Dawn Lorraine Allen, 1988

An Assessment of the Scenic Resources of Nova Scotia


This study attempts to objectively assess the quality of the Nova Scotian landscape as a scenic resource. An isoline map is constructed from point values representing the scores of three factors which the literature cites as basic to scenic attraction measures: relative relief, variety of land cover and the presence of water. The results of the procedure are examined and the utility of the assessment to land management policies is discussed.

The study, while broad in nature due to the scale of analysis, indicates that there is perhaps less highly rated landscape than is commonly believed. Eleven per cent of the land base scores very high ratings while 26% scores moderately high. The bulk of the landscape is rated at low to medium scores, 24 and 39% respectively. Very high scores are dictated in the main by coastal locations and bold geologic character. The pattern of high landscape values is in general agreement with popular opinion; however, other high scoring areas are indicated.

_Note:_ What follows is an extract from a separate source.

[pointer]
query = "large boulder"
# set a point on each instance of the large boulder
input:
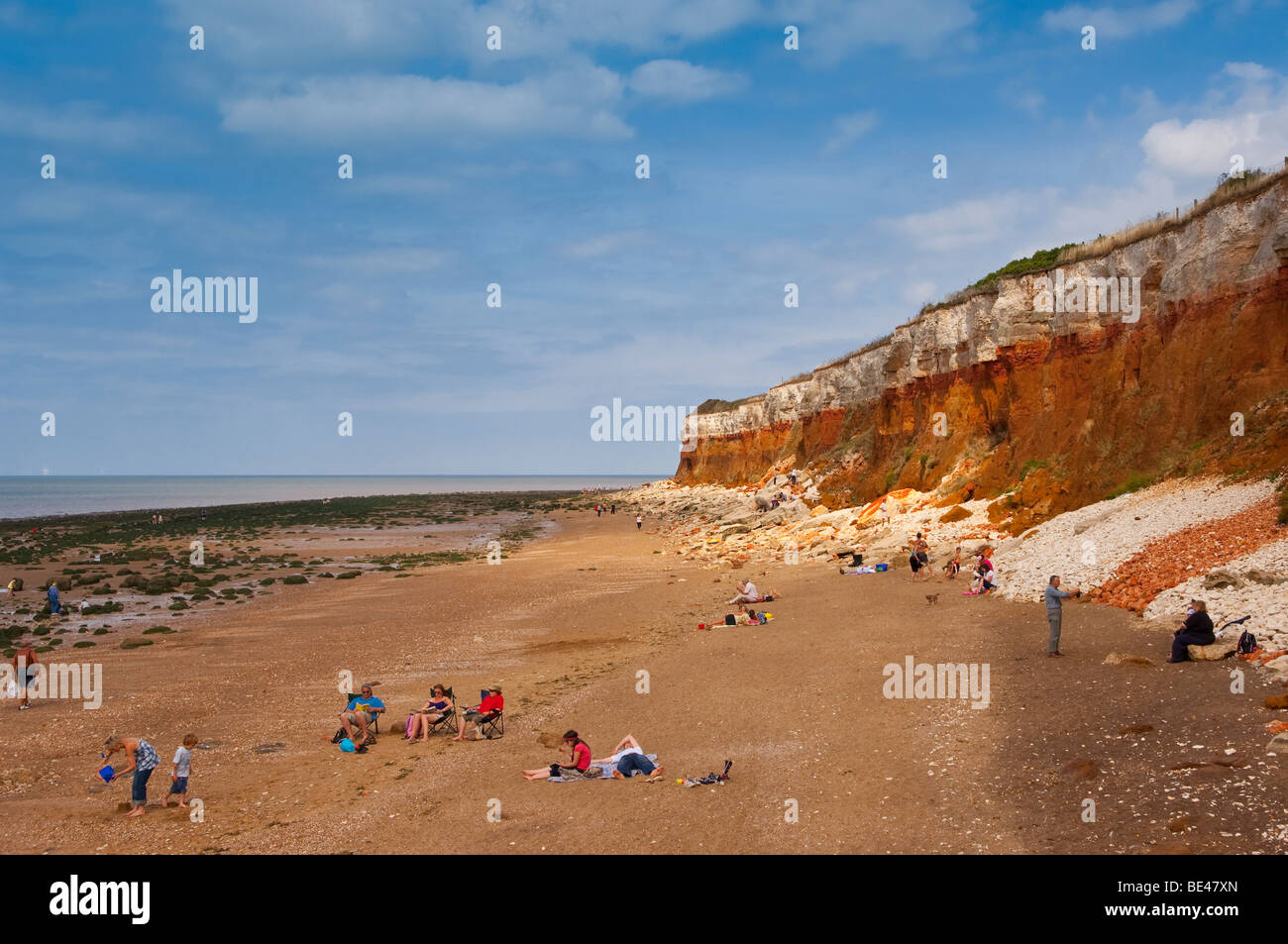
(1220, 649)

It is suggested that the assessment method and map results can play an important role in the designation of recreation/preservation areas and in tourism planning and development. Two examples are given. First, actual tourism flows are compared with the isoline map allowing the identification of high value landscapes that receive low tourist flows. Secondly, the assessment is used to suggest possible candidate areas that might be targeted for preservation. It is recommended that further study based on this assessment be completed at a finer scale to establish a base information source to aid in future land management policies in the province.